18. Select Place all certificates in the following store with Personal.
19. Click the Next button.
20. Click the Finish button. The message "The Import was successful." displays.
21. Click the OK button.
22. Double click on the certificate in the certificate manager to verify that the certificate has been imported with the correct information.
23. Confirm that the text "You have a private key that corresponds to this certificate" is present and that the Valid from and to dates include the dates when you intend to use the certificate.
24. If these details are not correct, then correct the details before continuing.
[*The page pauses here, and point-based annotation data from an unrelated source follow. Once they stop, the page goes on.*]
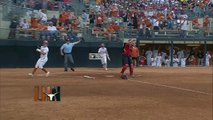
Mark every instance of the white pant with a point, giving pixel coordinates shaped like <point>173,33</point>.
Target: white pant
<point>104,60</point>
<point>40,63</point>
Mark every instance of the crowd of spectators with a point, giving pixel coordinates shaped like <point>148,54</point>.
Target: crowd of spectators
<point>43,4</point>
<point>108,17</point>
<point>157,57</point>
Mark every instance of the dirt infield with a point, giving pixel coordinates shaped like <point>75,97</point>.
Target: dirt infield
<point>154,94</point>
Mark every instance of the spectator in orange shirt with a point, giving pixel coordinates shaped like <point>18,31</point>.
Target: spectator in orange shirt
<point>206,22</point>
<point>99,20</point>
<point>195,23</point>
<point>114,11</point>
<point>135,55</point>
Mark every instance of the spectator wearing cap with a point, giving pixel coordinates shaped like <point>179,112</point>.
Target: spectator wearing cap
<point>13,26</point>
<point>54,20</point>
<point>183,27</point>
<point>92,19</point>
<point>170,19</point>
<point>43,16</point>
<point>25,24</point>
<point>206,22</point>
<point>84,17</point>
<point>52,31</point>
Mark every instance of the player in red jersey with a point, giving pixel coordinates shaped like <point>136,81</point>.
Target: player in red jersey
<point>126,57</point>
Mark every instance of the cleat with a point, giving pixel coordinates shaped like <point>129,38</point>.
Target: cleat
<point>30,74</point>
<point>72,69</point>
<point>47,74</point>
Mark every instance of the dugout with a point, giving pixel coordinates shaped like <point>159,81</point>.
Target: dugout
<point>164,44</point>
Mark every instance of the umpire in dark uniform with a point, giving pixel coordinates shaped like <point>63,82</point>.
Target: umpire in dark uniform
<point>66,51</point>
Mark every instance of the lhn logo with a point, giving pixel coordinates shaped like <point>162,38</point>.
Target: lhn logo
<point>47,93</point>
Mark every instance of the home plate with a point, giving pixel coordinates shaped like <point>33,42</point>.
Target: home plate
<point>109,76</point>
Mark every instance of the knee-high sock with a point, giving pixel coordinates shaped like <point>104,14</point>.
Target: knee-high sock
<point>124,68</point>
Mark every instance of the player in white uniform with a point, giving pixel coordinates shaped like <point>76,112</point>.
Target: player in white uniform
<point>42,60</point>
<point>103,53</point>
<point>158,60</point>
<point>183,62</point>
<point>175,61</point>
<point>208,56</point>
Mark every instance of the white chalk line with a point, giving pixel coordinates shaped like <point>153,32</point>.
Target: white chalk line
<point>173,87</point>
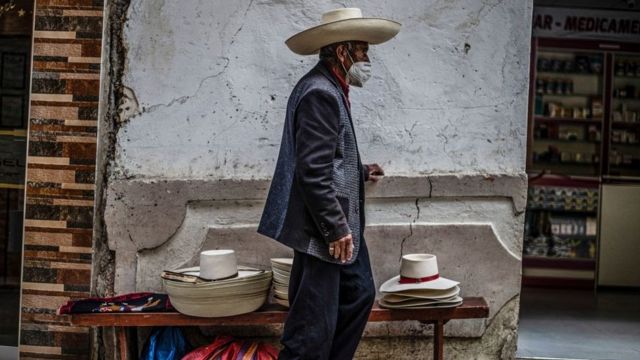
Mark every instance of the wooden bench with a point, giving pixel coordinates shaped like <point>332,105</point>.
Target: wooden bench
<point>471,308</point>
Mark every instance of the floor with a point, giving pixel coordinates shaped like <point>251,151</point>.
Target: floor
<point>577,324</point>
<point>10,300</point>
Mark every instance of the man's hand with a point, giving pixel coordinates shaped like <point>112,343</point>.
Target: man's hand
<point>342,249</point>
<point>375,172</point>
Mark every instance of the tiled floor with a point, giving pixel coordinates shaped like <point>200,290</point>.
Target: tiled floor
<point>9,300</point>
<point>575,324</point>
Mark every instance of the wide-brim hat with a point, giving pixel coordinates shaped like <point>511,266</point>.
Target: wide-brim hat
<point>346,24</point>
<point>241,294</point>
<point>418,271</point>
<point>422,294</point>
<point>421,303</point>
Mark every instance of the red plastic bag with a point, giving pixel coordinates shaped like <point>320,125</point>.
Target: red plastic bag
<point>227,348</point>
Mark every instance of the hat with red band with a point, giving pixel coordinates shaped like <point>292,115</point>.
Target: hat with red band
<point>418,272</point>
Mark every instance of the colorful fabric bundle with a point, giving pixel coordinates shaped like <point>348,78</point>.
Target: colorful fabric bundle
<point>228,348</point>
<point>165,343</point>
<point>134,302</point>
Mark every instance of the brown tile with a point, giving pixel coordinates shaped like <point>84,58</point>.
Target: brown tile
<point>54,34</point>
<point>92,49</point>
<point>57,176</point>
<point>79,150</point>
<point>66,50</point>
<point>73,276</point>
<point>84,87</point>
<point>46,238</point>
<point>85,240</point>
<point>55,112</point>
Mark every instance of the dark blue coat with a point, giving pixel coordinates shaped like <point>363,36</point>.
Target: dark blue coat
<point>317,192</point>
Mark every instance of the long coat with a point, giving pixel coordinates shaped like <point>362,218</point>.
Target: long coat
<point>317,192</point>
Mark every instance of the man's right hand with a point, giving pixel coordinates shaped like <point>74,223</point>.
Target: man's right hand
<point>342,249</point>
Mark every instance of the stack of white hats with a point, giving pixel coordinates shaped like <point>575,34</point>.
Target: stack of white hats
<point>281,273</point>
<point>218,287</point>
<point>419,286</point>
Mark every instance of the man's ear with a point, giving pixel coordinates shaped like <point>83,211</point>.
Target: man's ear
<point>341,53</point>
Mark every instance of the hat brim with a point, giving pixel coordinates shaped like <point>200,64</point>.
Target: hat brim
<point>422,294</point>
<point>393,285</point>
<point>456,301</point>
<point>371,30</point>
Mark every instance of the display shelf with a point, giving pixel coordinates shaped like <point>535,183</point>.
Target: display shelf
<point>570,163</point>
<point>567,141</point>
<point>566,73</point>
<point>564,211</point>
<point>626,77</point>
<point>558,262</point>
<point>597,121</point>
<point>569,95</point>
<point>627,125</point>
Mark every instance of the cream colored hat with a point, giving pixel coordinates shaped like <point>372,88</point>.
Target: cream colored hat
<point>417,272</point>
<point>342,25</point>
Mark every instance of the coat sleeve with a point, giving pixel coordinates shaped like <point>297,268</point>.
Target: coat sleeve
<point>317,129</point>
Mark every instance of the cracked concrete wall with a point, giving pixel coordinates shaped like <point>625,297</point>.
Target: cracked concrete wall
<point>211,79</point>
<point>197,97</point>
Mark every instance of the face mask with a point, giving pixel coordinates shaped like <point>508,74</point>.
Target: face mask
<point>358,73</point>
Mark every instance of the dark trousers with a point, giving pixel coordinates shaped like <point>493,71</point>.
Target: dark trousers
<point>330,305</point>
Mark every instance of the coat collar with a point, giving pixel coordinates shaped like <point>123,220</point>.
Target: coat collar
<point>324,70</point>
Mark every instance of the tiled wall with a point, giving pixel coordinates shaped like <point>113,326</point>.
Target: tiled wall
<point>60,174</point>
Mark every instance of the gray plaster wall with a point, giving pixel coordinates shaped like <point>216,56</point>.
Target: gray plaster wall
<point>211,80</point>
<point>197,93</point>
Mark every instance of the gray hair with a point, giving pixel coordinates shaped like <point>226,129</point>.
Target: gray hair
<point>328,53</point>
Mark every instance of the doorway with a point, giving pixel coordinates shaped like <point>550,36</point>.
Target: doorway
<point>16,29</point>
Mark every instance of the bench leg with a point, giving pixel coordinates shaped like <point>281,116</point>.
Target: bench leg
<point>123,342</point>
<point>438,340</point>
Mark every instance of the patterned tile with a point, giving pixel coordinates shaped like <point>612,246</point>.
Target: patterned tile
<point>60,175</point>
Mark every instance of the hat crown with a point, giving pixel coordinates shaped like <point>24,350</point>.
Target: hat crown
<point>417,266</point>
<point>218,264</point>
<point>341,14</point>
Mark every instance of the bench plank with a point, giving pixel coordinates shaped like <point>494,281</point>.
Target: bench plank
<point>272,314</point>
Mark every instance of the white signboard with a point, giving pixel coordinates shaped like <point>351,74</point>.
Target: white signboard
<point>586,24</point>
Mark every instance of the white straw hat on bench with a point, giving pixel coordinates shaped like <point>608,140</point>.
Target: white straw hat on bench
<point>346,24</point>
<point>418,272</point>
<point>218,287</point>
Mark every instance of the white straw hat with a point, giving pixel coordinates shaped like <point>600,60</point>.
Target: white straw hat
<point>218,264</point>
<point>346,24</point>
<point>417,272</point>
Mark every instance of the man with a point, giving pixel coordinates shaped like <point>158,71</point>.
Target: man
<point>316,201</point>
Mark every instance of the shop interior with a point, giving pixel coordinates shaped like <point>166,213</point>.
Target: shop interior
<point>16,24</point>
<point>581,282</point>
<point>580,296</point>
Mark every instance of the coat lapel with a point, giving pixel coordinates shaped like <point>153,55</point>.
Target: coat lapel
<point>326,73</point>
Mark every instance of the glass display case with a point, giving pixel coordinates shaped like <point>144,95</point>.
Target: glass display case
<point>624,154</point>
<point>584,130</point>
<point>568,112</point>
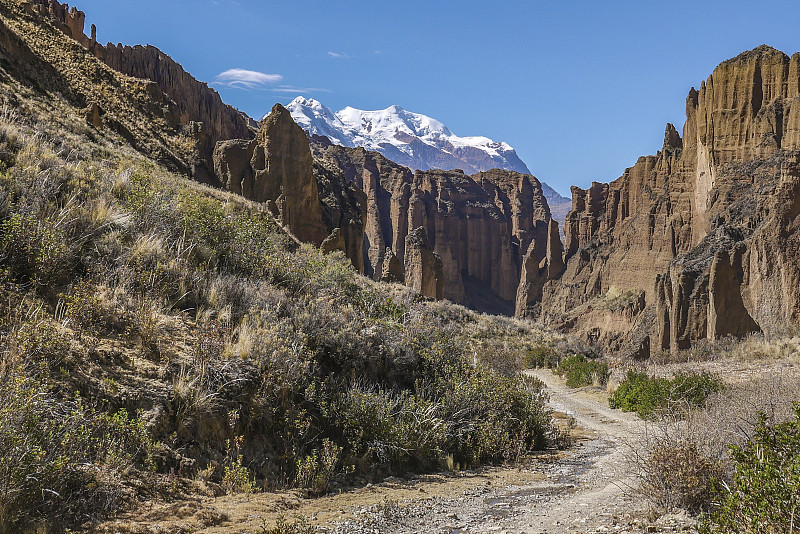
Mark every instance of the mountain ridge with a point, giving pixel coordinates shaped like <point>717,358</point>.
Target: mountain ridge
<point>414,140</point>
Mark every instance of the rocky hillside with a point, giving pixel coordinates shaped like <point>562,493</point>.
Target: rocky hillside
<point>700,240</point>
<point>198,109</point>
<point>480,226</point>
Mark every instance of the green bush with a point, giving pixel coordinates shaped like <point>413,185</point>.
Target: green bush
<point>62,461</point>
<point>765,493</point>
<point>647,395</point>
<point>676,474</point>
<point>581,371</point>
<point>541,356</point>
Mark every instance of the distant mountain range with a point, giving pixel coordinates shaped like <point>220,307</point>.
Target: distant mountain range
<point>417,141</point>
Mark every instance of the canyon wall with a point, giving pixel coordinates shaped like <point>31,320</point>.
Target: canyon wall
<point>479,226</point>
<point>205,118</point>
<point>707,229</point>
<point>276,168</point>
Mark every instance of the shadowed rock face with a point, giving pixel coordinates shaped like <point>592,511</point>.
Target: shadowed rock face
<point>478,225</point>
<point>707,227</point>
<point>194,101</point>
<point>423,268</point>
<point>277,168</point>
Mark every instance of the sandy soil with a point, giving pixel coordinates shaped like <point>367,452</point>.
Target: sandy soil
<point>584,490</point>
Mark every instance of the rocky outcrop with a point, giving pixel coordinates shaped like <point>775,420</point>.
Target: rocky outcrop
<point>479,225</point>
<point>277,168</point>
<point>706,226</point>
<point>392,268</point>
<point>536,272</point>
<point>194,101</point>
<point>377,179</point>
<point>423,267</point>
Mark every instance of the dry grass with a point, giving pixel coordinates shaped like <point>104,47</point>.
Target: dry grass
<point>235,347</point>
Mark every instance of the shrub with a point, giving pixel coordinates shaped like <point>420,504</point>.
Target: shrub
<point>765,491</point>
<point>541,356</point>
<point>61,461</point>
<point>315,472</point>
<point>676,474</point>
<point>647,395</point>
<point>581,371</point>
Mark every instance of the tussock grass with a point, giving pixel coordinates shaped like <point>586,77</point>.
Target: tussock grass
<point>213,345</point>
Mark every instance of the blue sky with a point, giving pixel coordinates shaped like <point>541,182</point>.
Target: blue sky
<point>580,89</point>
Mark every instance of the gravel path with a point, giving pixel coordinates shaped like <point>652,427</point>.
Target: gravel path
<point>584,492</point>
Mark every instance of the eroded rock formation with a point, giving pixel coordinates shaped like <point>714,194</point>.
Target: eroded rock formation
<point>707,228</point>
<point>277,168</point>
<point>194,101</point>
<point>423,267</point>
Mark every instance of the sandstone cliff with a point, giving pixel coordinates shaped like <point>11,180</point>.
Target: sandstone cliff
<point>38,51</point>
<point>479,226</point>
<point>193,101</point>
<point>277,168</point>
<point>707,228</point>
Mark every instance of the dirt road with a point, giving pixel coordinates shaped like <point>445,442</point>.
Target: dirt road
<point>583,490</point>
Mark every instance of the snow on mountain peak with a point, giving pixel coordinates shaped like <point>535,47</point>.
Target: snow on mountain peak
<point>411,139</point>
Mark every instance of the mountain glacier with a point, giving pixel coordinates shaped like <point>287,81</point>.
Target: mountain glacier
<point>411,139</point>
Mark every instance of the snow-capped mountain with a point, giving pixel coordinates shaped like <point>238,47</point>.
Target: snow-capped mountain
<point>411,139</point>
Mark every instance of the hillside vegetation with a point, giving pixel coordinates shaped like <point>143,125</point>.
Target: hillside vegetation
<point>157,332</point>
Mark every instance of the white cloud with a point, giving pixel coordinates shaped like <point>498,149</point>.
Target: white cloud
<point>246,79</point>
<point>301,90</point>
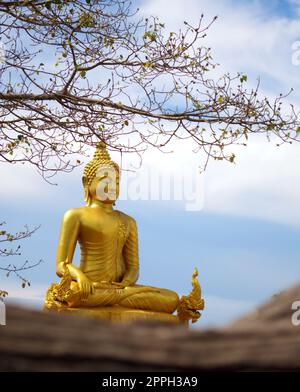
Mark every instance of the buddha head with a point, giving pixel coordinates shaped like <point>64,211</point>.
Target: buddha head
<point>101,177</point>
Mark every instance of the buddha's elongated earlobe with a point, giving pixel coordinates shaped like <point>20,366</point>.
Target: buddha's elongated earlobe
<point>86,194</point>
<point>86,189</point>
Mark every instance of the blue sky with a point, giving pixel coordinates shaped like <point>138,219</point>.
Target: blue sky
<point>245,240</point>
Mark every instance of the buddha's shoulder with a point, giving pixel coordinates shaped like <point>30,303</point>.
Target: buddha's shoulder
<point>126,217</point>
<point>74,213</point>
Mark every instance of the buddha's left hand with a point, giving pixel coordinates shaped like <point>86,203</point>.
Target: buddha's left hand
<point>120,285</point>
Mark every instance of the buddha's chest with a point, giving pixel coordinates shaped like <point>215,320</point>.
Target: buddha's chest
<point>104,227</point>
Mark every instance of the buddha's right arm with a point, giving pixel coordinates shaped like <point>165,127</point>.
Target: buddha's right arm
<point>67,243</point>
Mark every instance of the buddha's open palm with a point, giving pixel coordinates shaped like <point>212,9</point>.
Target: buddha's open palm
<point>86,287</point>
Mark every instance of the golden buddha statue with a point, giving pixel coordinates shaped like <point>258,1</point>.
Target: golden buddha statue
<point>104,285</point>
Get the SSL Certificate's Thumbprint
The certificate's thumbprint will be used to identify and locate the certificate.
- Still in mmc, expand Certificates (Local Computer), Personal, Certificates.
- Locate the certificate you imported in Add the certificate to the Server Certificate Store section above.
3. Double-click on the certificate to open the properties window.
4. Click the Details tab and locate the Thumbprint.
5. Make a note of the thumbprint as this will be needed in the next section.
Bind the SSL Certificate to Port
- Open a command prompt with Administrative permissions
- Enter the following:
- Replace 443 with the TCP port where the service will be running.
- Replace certhash with the certificate thumbprint found in the Get the SSL Certificate's Thumbprint section above.
- Replace the appid with a new randomly generated GUID (https://www.guidgen.com/).
> netsh http add sslcert ipport=0.0.0.0:443 certhash=18e1628ac1cd7cae3495e718f87e5b6188193c81 appid={9168E8B4-DF4B-497C-918E-36EBC2C69732}
The service can now be configured to use HTTPS and the connection will be secured by SSL using the certificate configured above.